«Les filles et les garçons»: drame collectif

Marilyn Castonguay trouve ici un rôle complexe à sa juste mesure.
Photo: Suzane O'Neill Marilyn Castonguay trouve ici un rôle complexe à sa juste mesure.

Une femme sans nom entre sur scène en coup de vent, l’air effrayé et étonné. Rapidement, elle reprend contenance, allume son micro et, à l’aide d’une musique entraînante, elle s’étire, entre dans son corps et s’adresse à nous à la manière d’un stand-up pour raconter sa rencontre avec celui qu’elle nommera « le père de mes enfants ». La proposition a de quoi surprendre dans les premières minutes, mais elle prendra tout son sens à la fin de la pièce, nous invitant à revoir tout ce qui précède sous un angle nouveau.

Les filles et les garçons, pièce créée à Londres en 2018, est dans l’air du temps : en effet, Dennis Kelly y évoque les questions de masculinité toxique, des rôles traditionnels dans le couple et des rapports étroits entre société et violence : « Comment on pourrait se comprendre si on comprend pas la violence ? » La question hante les murs de La Licorne et paraît plus essentielle que jamais.

Marilyn Castonguay, qui brille dans des rôles plus effacés depuis celui de Mascha dans Villa Dolorosa en 2013, joue ici dans son premier spectacle solo. Porter sur ses épaules durant presque deux heures ce texte exigeant de Kelly est un défi colossal ; dire qu’elle se révèle ne serait pas rendre justice au talent qu’on lui connaît déjà, mais l’actrice trouve ici un rôle complexe à sa juste mesure.

Tantôt confiante, fragile, grivoise ou encore épuisée, Castonguay tient le public en haleine dans une brillante performance qui culmine dans la dernière demi-heure où elle demeure bien groundée sur scène sans presque bouger, en contrôle de toutes ses émotions et de son corps. C’est pour et avec elle qu’on s’émeut.

Le texte de Kelly alterne entre le récit de la Femme sur son couple et des scènes « dialoguées » avec ses enfants (Léanne et Danny), sur lesquelles il restera longtemps une incertitude : sont-ce des souvenirs réels ou des fabulations complètes ? Malgré l’absence concrète des enfants (« Je le sais qu’ils sont pas là », dira la Femme), leur présence n’en est pas moins notable et essentielle. Le metteur en scène Denis Bernard orchestre habilement le tout avec sobriété et fluidité, entre autres lorsqu’il s’agit de passer d’un niveau narratif à l’autre, aidé par les lumières vaporeuses de Julie Basse.

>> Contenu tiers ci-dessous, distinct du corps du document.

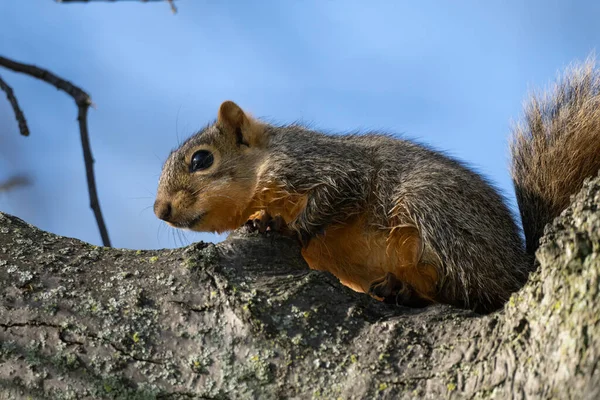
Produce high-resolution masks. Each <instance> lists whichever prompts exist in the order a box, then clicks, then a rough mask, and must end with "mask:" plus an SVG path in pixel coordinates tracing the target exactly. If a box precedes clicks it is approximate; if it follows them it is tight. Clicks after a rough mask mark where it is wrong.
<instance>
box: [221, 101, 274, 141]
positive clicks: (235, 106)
mask: <svg viewBox="0 0 600 400" xmlns="http://www.w3.org/2000/svg"><path fill="white" fill-rule="evenodd" d="M217 123H218V124H219V125H221V127H222V128H223V129H225V131H226V132H227V133H229V134H233V135H235V138H236V142H237V144H238V145H242V144H244V145H246V146H260V145H262V144H263V143H264V137H265V133H264V127H263V125H262V124H260V123H259V122H257V121H254V120H253V119H252V118H250V117H248V116H247V115H246V114H245V113H244V111H243V110H242V109H241V108H240V106H238V105H237V104H235V103H234V102H233V101H230V100H227V101H224V102H223V103H222V104H221V107H219V115H218V117H217Z"/></svg>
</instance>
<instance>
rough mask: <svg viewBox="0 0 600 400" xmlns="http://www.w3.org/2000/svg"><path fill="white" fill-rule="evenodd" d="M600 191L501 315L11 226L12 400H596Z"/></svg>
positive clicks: (193, 246)
mask: <svg viewBox="0 0 600 400" xmlns="http://www.w3.org/2000/svg"><path fill="white" fill-rule="evenodd" d="M599 205H600V180H599V179H594V180H590V181H589V182H587V183H586V185H585V187H584V189H583V190H582V191H581V192H580V193H579V194H578V195H577V196H576V197H575V198H574V200H573V205H572V206H571V207H570V208H569V209H568V210H566V211H565V212H564V213H563V215H562V216H561V217H559V218H558V219H557V220H556V221H555V223H554V224H553V225H552V226H551V227H550V228H549V229H548V232H547V234H546V236H545V238H544V239H543V243H542V246H541V247H540V249H539V251H538V260H539V266H538V268H537V271H536V272H535V273H534V274H532V276H531V278H530V280H529V282H528V283H527V285H526V286H525V287H524V288H523V289H522V290H521V291H519V292H518V293H515V294H514V296H513V297H512V298H511V299H510V301H509V302H508V303H507V305H506V306H505V308H504V309H503V310H502V311H500V312H497V313H494V314H492V315H487V316H480V315H476V314H474V313H471V312H468V311H464V310H457V309H454V308H452V307H448V306H433V307H428V308H425V309H408V308H401V307H399V308H397V307H391V306H389V305H385V304H381V303H378V302H376V301H374V300H372V299H370V298H369V297H368V296H365V295H362V294H358V293H354V292H352V291H351V290H349V289H347V288H345V287H343V286H341V285H340V284H339V282H337V280H336V279H335V278H334V277H332V276H331V275H329V274H327V273H323V272H318V271H310V270H308V269H307V267H306V265H305V263H304V262H303V260H302V258H301V256H300V252H299V251H300V250H299V248H298V247H297V245H296V243H294V242H293V241H291V240H288V239H286V238H283V237H278V236H274V237H266V238H265V237H261V236H259V235H256V234H247V233H243V232H236V233H234V234H232V235H231V236H230V237H229V238H228V239H227V240H226V241H225V242H223V243H220V244H218V245H212V244H205V243H197V244H194V245H192V246H189V247H187V248H183V249H177V250H162V251H130V250H122V249H104V248H99V247H96V246H91V245H89V244H86V243H82V242H80V241H77V240H74V239H69V238H63V237H58V236H55V235H51V234H49V233H45V232H42V231H40V230H37V229H36V228H34V227H32V226H30V225H27V224H25V223H23V222H22V221H20V220H19V219H17V218H14V217H11V216H8V215H5V214H0V393H1V395H0V398H53V399H61V398H64V399H67V398H73V399H79V398H114V399H118V398H123V399H125V398H127V399H129V398H139V399H154V398H215V399H217V398H219V399H225V398H235V399H240V398H241V399H243V398H248V399H254V398H261V399H279V398H327V399H331V398H333V399H338V398H339V399H362V398H389V399H397V398H431V399H439V398H481V399H483V398H552V397H554V398H594V396H596V395H597V394H598V393H597V389H596V388H597V387H598V386H600V379H599V377H598V372H597V368H596V367H597V362H598V359H599V352H600V342H599V339H598V337H597V335H595V334H594V332H597V331H598V320H599V319H600V302H599V300H598V291H599V287H600V280H599V277H598V274H599V272H600V259H599V256H598V254H599V253H600V244H599V243H600V239H599V232H600V216H599V214H600V213H599V211H598V210H599V208H598V207H599Z"/></svg>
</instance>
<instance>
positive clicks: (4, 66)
mask: <svg viewBox="0 0 600 400" xmlns="http://www.w3.org/2000/svg"><path fill="white" fill-rule="evenodd" d="M0 66H3V67H5V68H8V69H10V70H13V71H15V72H21V73H24V74H26V75H29V76H32V77H34V78H37V79H40V80H42V81H44V82H47V83H49V84H51V85H52V86H54V87H56V88H57V89H58V90H62V91H63V92H65V93H67V94H68V95H69V96H71V97H72V98H73V100H75V104H77V108H78V110H79V111H78V115H77V120H78V121H79V133H80V135H81V146H82V148H83V159H84V162H85V172H86V176H87V183H88V192H89V194H90V207H91V208H92V210H93V212H94V216H95V217H96V223H97V224H98V229H99V231H100V236H101V238H102V243H103V244H104V246H106V247H110V239H109V237H108V232H107V230H106V225H105V224H104V218H103V217H102V210H101V209H100V202H99V200H98V193H97V191H96V178H95V176H94V158H93V156H92V150H91V148H90V141H89V134H88V127H87V111H88V108H89V107H90V106H91V105H93V103H92V99H91V98H90V96H89V95H88V94H87V93H86V92H84V91H83V90H82V89H80V88H79V87H77V86H75V85H73V84H72V83H71V82H69V81H67V80H64V79H62V78H60V77H58V76H56V75H54V74H53V73H52V72H50V71H47V70H45V69H42V68H39V67H36V66H35V65H29V64H22V63H19V62H16V61H13V60H9V59H7V58H4V57H2V56H0Z"/></svg>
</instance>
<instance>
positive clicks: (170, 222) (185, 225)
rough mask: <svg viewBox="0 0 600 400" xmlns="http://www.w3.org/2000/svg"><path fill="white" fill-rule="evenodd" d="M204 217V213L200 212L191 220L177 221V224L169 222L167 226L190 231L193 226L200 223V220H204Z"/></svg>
mask: <svg viewBox="0 0 600 400" xmlns="http://www.w3.org/2000/svg"><path fill="white" fill-rule="evenodd" d="M205 215H206V212H202V213H200V214H198V215H197V216H195V217H194V218H192V219H186V220H183V221H178V222H174V221H173V222H170V223H169V224H170V225H172V226H174V227H175V228H183V229H192V228H193V227H194V225H196V224H197V223H199V222H200V221H202V219H203V218H204V216H205Z"/></svg>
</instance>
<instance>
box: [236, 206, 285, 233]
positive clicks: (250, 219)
mask: <svg viewBox="0 0 600 400" xmlns="http://www.w3.org/2000/svg"><path fill="white" fill-rule="evenodd" d="M244 226H245V227H246V229H247V230H248V231H250V232H258V233H262V234H264V233H267V232H280V233H285V232H286V228H287V226H286V223H285V221H284V219H283V218H282V217H281V215H276V216H275V217H271V215H270V214H269V213H268V212H266V211H264V210H261V211H257V212H255V213H254V214H252V215H251V216H250V217H248V221H246V223H245V224H244Z"/></svg>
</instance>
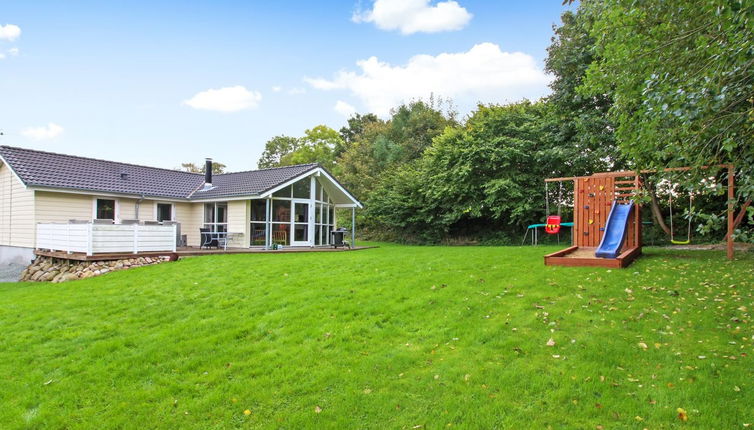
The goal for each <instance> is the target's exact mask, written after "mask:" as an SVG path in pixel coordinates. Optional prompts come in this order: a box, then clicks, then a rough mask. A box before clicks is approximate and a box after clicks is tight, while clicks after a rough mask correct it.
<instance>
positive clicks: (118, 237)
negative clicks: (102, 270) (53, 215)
mask: <svg viewBox="0 0 754 430" xmlns="http://www.w3.org/2000/svg"><path fill="white" fill-rule="evenodd" d="M176 231H177V226H176V225H175V224H174V225H142V224H92V223H87V224H74V223H39V224H37V246H36V248H37V249H49V250H51V251H65V252H69V253H70V252H84V253H86V255H92V254H101V253H124V252H128V253H134V254H137V253H139V252H160V251H172V252H175V250H176Z"/></svg>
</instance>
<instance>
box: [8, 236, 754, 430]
mask: <svg viewBox="0 0 754 430" xmlns="http://www.w3.org/2000/svg"><path fill="white" fill-rule="evenodd" d="M553 249H555V248H549V247H537V248H533V247H404V246H390V245H383V246H382V247H381V248H379V249H373V250H365V251H358V252H352V253H321V254H317V253H309V254H283V255H232V256H210V257H200V258H191V259H185V260H181V261H179V262H176V263H169V264H163V265H158V266H151V267H144V268H140V269H135V270H130V271H124V272H117V273H112V274H108V275H105V276H102V277H99V278H94V279H88V280H83V281H76V282H69V283H65V284H5V285H0V404H1V405H2V407H1V408H0V428H3V429H13V428H72V429H76V428H97V429H99V428H181V429H191V428H197V429H208V428H209V429H211V428H218V429H219V428H288V429H300V428H360V429H368V428H375V429H376V428H409V429H410V428H427V429H437V428H448V427H451V428H511V429H518V428H592V429H593V428H599V427H598V426H604V428H700V429H712V428H742V427H743V426H744V425H746V424H752V426H754V408H752V405H754V364H752V357H753V356H754V351H753V345H754V327H753V326H752V321H751V318H752V317H751V312H752V309H754V299H753V298H752V286H754V264H753V263H754V255H752V254H751V253H749V254H739V258H738V260H737V261H735V262H728V261H726V260H725V259H724V257H723V255H722V253H720V252H710V251H668V250H661V249H647V250H646V252H645V256H644V257H643V258H641V259H639V260H638V261H637V262H636V263H634V264H633V265H632V266H631V267H630V268H628V269H625V270H613V271H610V270H605V269H597V268H564V267H544V266H543V265H542V255H543V254H544V253H546V252H550V251H551V250H553ZM550 339H552V340H553V341H554V342H555V345H554V346H548V345H547V343H548V341H549V340H550ZM678 408H683V409H684V410H685V411H686V412H687V415H688V421H682V420H681V419H679V417H678V411H677V409H678ZM245 411H247V412H248V414H245ZM416 426H422V427H416Z"/></svg>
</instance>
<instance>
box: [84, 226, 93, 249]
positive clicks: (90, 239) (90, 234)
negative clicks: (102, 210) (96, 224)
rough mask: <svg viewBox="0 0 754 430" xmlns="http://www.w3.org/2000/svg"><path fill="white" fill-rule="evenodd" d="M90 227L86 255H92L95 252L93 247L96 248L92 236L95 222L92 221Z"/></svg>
mask: <svg viewBox="0 0 754 430" xmlns="http://www.w3.org/2000/svg"><path fill="white" fill-rule="evenodd" d="M88 227H89V228H87V231H86V233H87V237H86V255H89V256H91V255H92V254H94V250H93V249H92V248H94V245H93V244H92V241H93V239H92V236H94V222H90V223H89V226H88Z"/></svg>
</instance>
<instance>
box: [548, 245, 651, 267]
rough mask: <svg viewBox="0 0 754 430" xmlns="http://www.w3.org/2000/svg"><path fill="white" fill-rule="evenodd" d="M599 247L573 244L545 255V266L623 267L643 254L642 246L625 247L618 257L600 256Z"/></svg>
mask: <svg viewBox="0 0 754 430" xmlns="http://www.w3.org/2000/svg"><path fill="white" fill-rule="evenodd" d="M596 250H597V248H592V247H579V246H571V247H569V248H566V249H562V250H560V251H558V252H553V253H552V254H548V255H545V266H572V267H577V266H580V267H607V268H613V269H622V268H625V267H628V266H629V265H630V264H631V263H632V262H633V261H634V260H635V259H636V258H637V257H638V256H640V255H641V247H633V248H628V249H625V250H624V251H623V252H622V253H621V254H620V255H619V256H618V258H598V257H595V256H594V252H595V251H596Z"/></svg>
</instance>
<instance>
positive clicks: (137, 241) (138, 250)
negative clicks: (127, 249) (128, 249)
mask: <svg viewBox="0 0 754 430" xmlns="http://www.w3.org/2000/svg"><path fill="white" fill-rule="evenodd" d="M133 253H134V254H138V253H139V224H138V223H137V224H134V252H133Z"/></svg>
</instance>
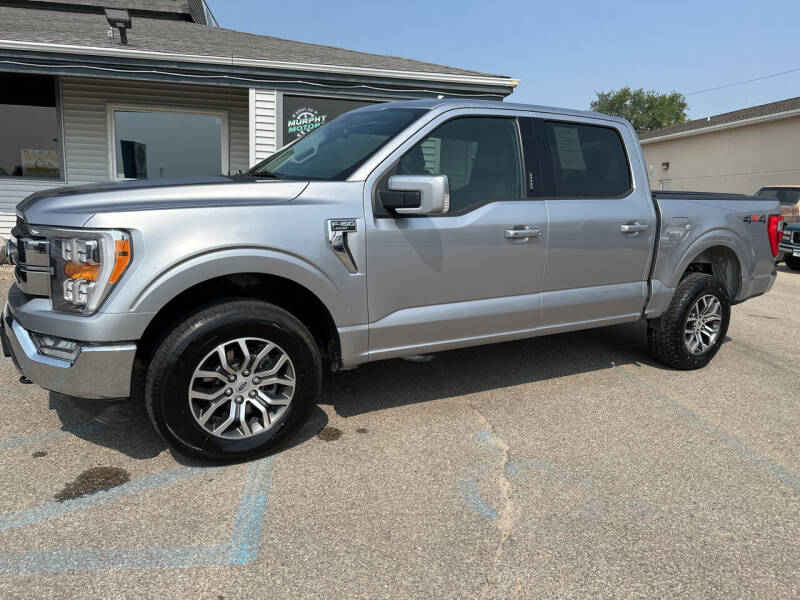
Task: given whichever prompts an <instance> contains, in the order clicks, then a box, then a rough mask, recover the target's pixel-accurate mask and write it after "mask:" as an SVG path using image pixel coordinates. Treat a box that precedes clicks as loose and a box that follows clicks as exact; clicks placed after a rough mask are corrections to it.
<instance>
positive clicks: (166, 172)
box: [114, 110, 222, 179]
mask: <svg viewBox="0 0 800 600" xmlns="http://www.w3.org/2000/svg"><path fill="white" fill-rule="evenodd" d="M114 138H115V139H114V146H115V152H116V159H117V173H116V175H117V179H162V178H165V177H195V176H203V175H219V174H220V173H222V117H221V116H219V115H201V114H190V113H175V112H140V111H126V110H115V111H114Z"/></svg>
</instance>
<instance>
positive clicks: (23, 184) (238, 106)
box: [0, 77, 275, 235]
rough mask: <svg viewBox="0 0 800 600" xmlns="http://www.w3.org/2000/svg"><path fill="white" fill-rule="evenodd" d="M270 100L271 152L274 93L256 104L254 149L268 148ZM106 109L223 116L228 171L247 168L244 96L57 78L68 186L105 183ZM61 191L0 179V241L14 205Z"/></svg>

Les constats sociologiques que pose Kelly sont durs (ils feront sûrement réagir dans certains milieux). Le texte avance par effets d’échos et de répétitions, il sème ses indices çà et là, rendant les ficelles du récit parfois un peu trop voyantes. Le dramaturge a d’ailleurs l’intelligence de le reconnaître et de mettre en abîme son propre dispositif narratif pour le commenter à quelques reprises. Le drame (il sera horrible, il faut le dire) n’en est pas moins troublant par son actualité, fort par sa capacité à libérer autrement la parole victimaire.

Au fil du spectacle, la Femme ouvre petit à petit les deux immenses panneaux coulissants qui protègent le mur du fond, révélant à chaque fois un peu plus son appartement. Avec ces gestes, c’est toute la mécanique du souvenir et du deuil qui se met en place pour nous laisser entrer dans son intimité. Difficile de dire à quel point l’entreprise est réparatrice pour elle ; pour nous, c’est le lieu d’un choc qui perdurera longtemps.

Les filles et les garçons

Texte : Dennis Kelly. Traduction : Fanny Britt. Mise en scène : Denis Bernard. À La Licorne jusqu’au 22 février.